If something doesn't work, check the **Error Log** and **Debug Log** at the bottom of the plugin page first — they usually pinpoint the exact issue.

**"Test Connection" fails with 403 / Access Denied**

Possible causes:

* Wrong Access Key ID or Secret Access Key — double-check both, no leading/trailing spaces.
* The bucket name doesn't match an existing bucket in your Hippius account.
* Your account has no credits — check your balance in the Hippius console.

**"Test Connection" fails with timeout or DNS error**

* Your server cannot reach the Hippius endpoint. Check that outbound HTTPS traffic is allowed.
* Try changing the S3 Endpoint to a regional one (eu-central-1 or us-east-1).

**Some files fail to migrate**

Check the Error Log for the specific error per file. Common causes:

* File is too large — Hippius supports large files, but your PHP setup may have upload limits. Increase upload_max_filesize and post_max_size in your PHP configuration.
* File is corrupted or unreadable on the local disk.
* Network timeout during upload — retry the failed file from the dashboard.

**Migrated media doesn't appear on the front-end**

* Clear your WordPress cache (and any CDN cache in front of WordPress).
* Verify the bucket policy is set to public if you want the media accessible without authentication.
* Check that the URLs in your posts have been updated — the plugin handles this automatically, but cached pages may still hold the old URLs.

**Credit balance shows 0 or doesn't update**

* Make sure you've added your API token in the plugin settings (not just the S3 keys).
* Click the **Check Balance** button to force a refresh.

**How to read the Debug Log**

The Debug Log shows every URL override decision made by the plugin.
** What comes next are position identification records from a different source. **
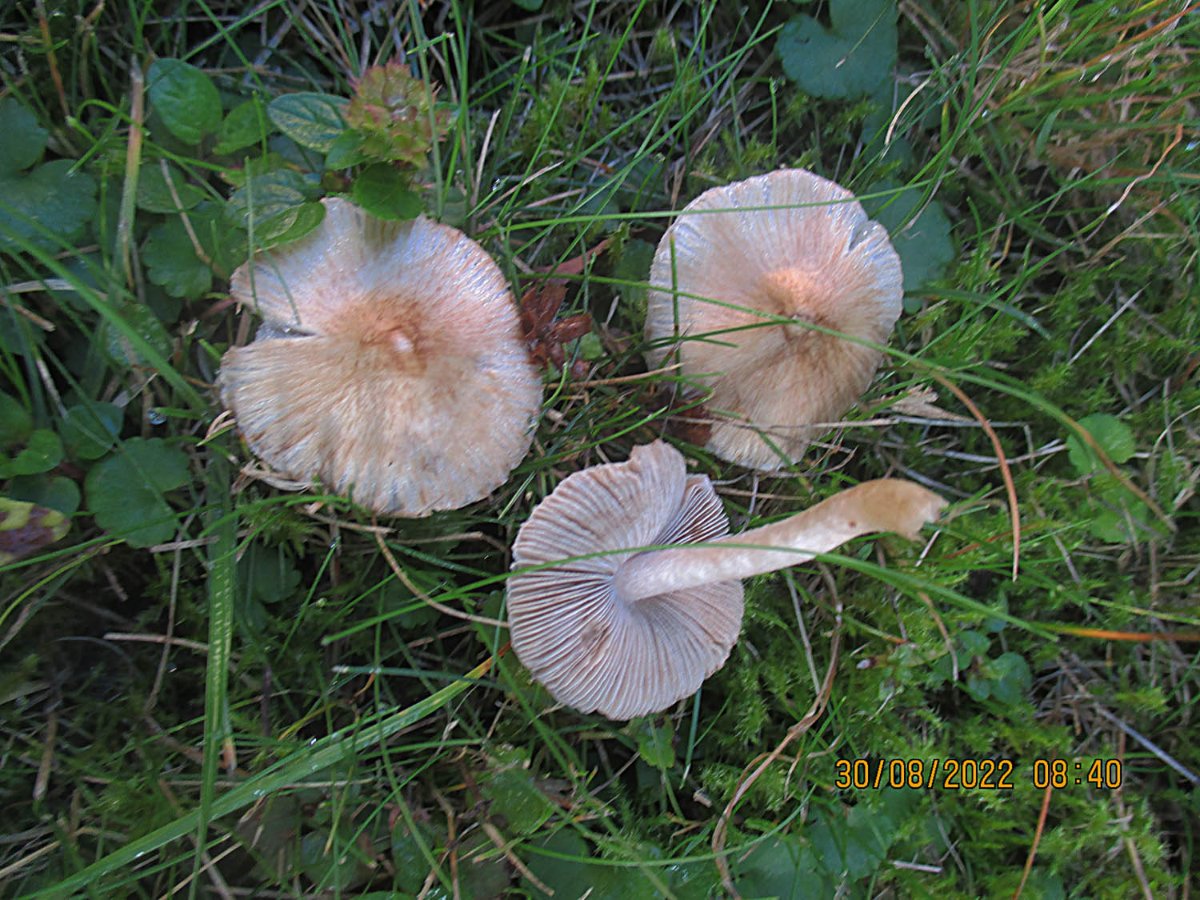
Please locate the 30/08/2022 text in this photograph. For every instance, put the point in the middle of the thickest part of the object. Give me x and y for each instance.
(969, 774)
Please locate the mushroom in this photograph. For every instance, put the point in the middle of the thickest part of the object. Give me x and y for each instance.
(610, 627)
(390, 364)
(739, 281)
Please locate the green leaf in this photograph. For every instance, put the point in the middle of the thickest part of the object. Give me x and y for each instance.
(346, 150)
(172, 263)
(634, 265)
(244, 126)
(155, 190)
(655, 743)
(312, 120)
(25, 527)
(141, 321)
(125, 492)
(849, 59)
(16, 423)
(267, 574)
(516, 798)
(269, 204)
(382, 190)
(780, 867)
(1113, 436)
(51, 198)
(89, 430)
(1011, 678)
(55, 492)
(41, 454)
(923, 244)
(185, 99)
(24, 139)
(309, 216)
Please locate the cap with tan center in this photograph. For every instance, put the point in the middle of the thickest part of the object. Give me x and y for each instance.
(787, 245)
(593, 647)
(390, 364)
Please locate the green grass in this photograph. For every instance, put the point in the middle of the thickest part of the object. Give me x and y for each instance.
(246, 700)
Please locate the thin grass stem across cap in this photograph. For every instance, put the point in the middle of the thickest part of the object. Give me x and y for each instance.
(390, 364)
(609, 627)
(756, 287)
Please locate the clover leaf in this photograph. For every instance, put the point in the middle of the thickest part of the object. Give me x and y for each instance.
(850, 58)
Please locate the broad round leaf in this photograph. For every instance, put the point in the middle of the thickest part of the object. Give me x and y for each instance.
(849, 59)
(16, 423)
(51, 201)
(312, 120)
(1113, 436)
(244, 126)
(25, 528)
(41, 454)
(24, 139)
(383, 191)
(924, 243)
(185, 99)
(125, 492)
(168, 192)
(89, 430)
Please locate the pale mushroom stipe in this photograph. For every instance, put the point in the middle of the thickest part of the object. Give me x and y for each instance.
(612, 629)
(786, 245)
(390, 364)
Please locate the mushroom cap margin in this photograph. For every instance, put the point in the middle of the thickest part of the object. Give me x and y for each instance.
(568, 625)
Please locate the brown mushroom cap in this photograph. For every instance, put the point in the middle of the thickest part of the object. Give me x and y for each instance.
(587, 645)
(785, 245)
(390, 364)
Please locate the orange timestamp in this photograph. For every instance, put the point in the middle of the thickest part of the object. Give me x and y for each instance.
(969, 774)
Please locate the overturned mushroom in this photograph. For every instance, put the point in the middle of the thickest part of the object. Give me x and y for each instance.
(739, 280)
(390, 364)
(611, 629)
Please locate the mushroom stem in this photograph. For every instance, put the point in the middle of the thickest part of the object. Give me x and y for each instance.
(883, 505)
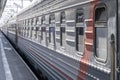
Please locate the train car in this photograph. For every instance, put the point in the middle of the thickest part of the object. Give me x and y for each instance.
(71, 39)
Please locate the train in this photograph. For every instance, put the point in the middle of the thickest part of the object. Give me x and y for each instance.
(69, 39)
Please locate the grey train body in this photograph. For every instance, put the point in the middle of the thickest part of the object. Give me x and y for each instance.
(68, 39)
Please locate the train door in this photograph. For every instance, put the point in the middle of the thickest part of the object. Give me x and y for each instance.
(117, 71)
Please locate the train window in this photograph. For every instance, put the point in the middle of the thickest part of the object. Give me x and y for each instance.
(62, 29)
(51, 34)
(52, 29)
(43, 20)
(37, 19)
(43, 29)
(62, 17)
(79, 16)
(31, 21)
(51, 19)
(101, 33)
(79, 30)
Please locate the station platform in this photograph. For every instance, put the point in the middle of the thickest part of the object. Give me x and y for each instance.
(12, 67)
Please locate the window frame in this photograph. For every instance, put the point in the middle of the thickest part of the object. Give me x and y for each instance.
(62, 21)
(81, 22)
(100, 22)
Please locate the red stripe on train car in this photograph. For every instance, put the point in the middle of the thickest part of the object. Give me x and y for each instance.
(88, 43)
(56, 69)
Useful entries:

* Original file match — the plugin found a matching Hippius file for a given URL.
* No size match found — the plugin used the original-size CID as fallback.
* Fallback URL — the URL that was actually served.

== Support & Resources ==

**Plugin support**

* WordPress.org forum: `wordpress.org/support/plugin/hippius-media-offloader/`

**Hippius documentation**

* Official docs: `docs.hippius.com`
* S3 API reference: `docs.hippius.com/storage/s3/integration`
* How storage works (Arion): `docs.hippius.com/learn/storage-systems`

**Hippius console**

* Account, billing, credentials: `console.hippius.com`

**Community**

* Community forum: `community.hippius.com`

== Screenshots ==

1. WordPress plugin search results showing Hippius Media Offloader.
2. Hippius Media menu item in WordPress admin sidebar.
3. Hippius console sign-up page.
4. Billing page with credit top-up.
5. S3 Storage page with Master Token creation.
6. Hippius Media settings page (configuration section).
7. Test Connection button and success message.
8. Bulk Migration screen with progress bar.
9. Statistics and Usage section of the plugin dashboard.
10. Error Log and Debug Log sections.

== Changelog ==

 = 1.0.2 =
* Fixed front-end images (thumbnail, medium, medium_large, etc.) resolving to incorrect S3 paths
* Fixed admin Media Library grid thumbnails failing to load (image_downsize override)
* Fixed responsive srcset attributes pointing to broken URLs
* Added deterministic S3 URL reconstruction as a fallback when per-size object URL metadata is missing, instead of relying on the public IPFS gateway
* Fixed image src always falling back to the full-size image URL instead of the correct per-size URL

= 1.0.1 =
* Rebranded from IPFS to Hippius distributed storage powered by Arion
* Removed IPFS Gateway URL configuration field
* Updated all storage labels and descriptions throughout the plugin
* Replaced all IPFS terminology with Hippius/Arion equivalents

== Upgrade Notice ==

= 1.0.2 =
Important fix: resolves broken images on the front-end and in the Media Library for sites migrated to Hippius storage. Recommended for all users.